Battling the Rising Tide of AI-Driven Cyberattacks
By Tomás Lujambio | Journalist & Industry Analyst -
Wed, 07/26/2023 - 15:45
Cybersecurity developer Imperva warns that deficient data protection controls and new generative AI tools based on Large Language Models (LLMs) will trigger an increase in cyberattacks in the next year. Imperva also reveals that insider threats are responsible for 58% of all data breaches and tend to be the most damaging for organizations.
The integration of AI into the operating systems of companies and governments seems nearly unavoidable. "Prohibiting employees from using generative AI is futile. People inevitably find ways to bypass these restrictions, creating an endless cat-and-mouse game for security teams, without keeping the enterprise meaningfully safer,” says Terry Ray, Data Security GTM and Field CTO, Imperva. While AI tools, such as ChatGPT, have been used to counter hacking attempts, recent studies have revealed that these tools can also serve as a gateway for malicious software.
According to Imperva’s results, 82% of organizations have no insider risk management strategy, hindering their ability to identify employees who may inadvertently leak sensitive information to chatbots. However, carrying out regular security training can enhance employee cybersecurity awareness and aid in identifying unauthorized access granters within the organization.

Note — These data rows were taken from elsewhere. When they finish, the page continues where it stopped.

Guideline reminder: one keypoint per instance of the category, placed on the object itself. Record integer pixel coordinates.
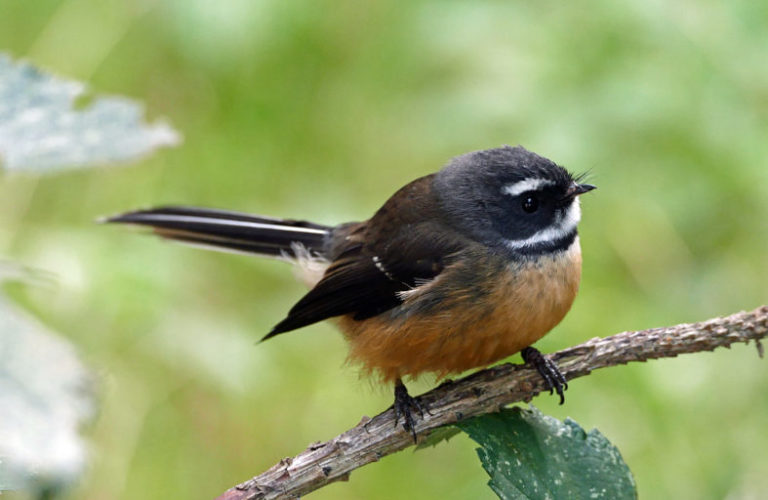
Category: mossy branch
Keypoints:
(487, 391)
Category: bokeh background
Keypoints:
(320, 110)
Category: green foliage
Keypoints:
(532, 456)
(317, 109)
(46, 395)
(45, 391)
(46, 123)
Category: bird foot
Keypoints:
(548, 370)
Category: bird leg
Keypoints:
(548, 370)
(404, 406)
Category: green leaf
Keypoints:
(47, 123)
(532, 456)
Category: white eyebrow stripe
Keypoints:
(552, 233)
(520, 187)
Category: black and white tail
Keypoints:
(232, 231)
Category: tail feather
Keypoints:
(233, 231)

Furthermore, Imperva´s research shows that 24% of data breaches in the last five years were attributed to human error, enabling malicious use of credentials, theft and potential ransomware attacks. However, insider threats are consistently underestimated by businesses, with 33% stating they do not perceive them as a significant threat. “People do not need to have malicious intent to cause a data breach. Most of the time, they are just trying to be more efficient in doing their jobs,” adds Ray.
To address these challenges, Imperva recommends shifting the focus from relying solely on employee awareness to a more robust approach centered around safeguarding sensitive data. To accomplish this, Imperva recommends practicing constant visibility into every data repository in their system to ensure that databases are not being misused.
After creating a data inventory, it is important to classify data assets based on type, sensitivity and value for the organization. By effectively classifying sensitive information, different organizations can prioritize the value of their data, assess potential cyberthreats and determine appropriate mitigation measures.
Ultimately, organizations targeted by hackers should consider carrying out data supervision in a periodic manner. According to Imperva, implementing data monitoring can enhance the organizations' capability of detecting cyberthreats such as anomalous behaviors, data exfiltration and privilege escalation, effectively preventing potential breaches of information.
As AI-powered cyberattacks continue to escalate, businesses and enterprises must prioritize data protection and remain vigilant against insider threats. Embracing comprehensive cybersecurity measures and a proactive approach to safeguarding sensitive information will be paramount in defending in this evolving digital landscape.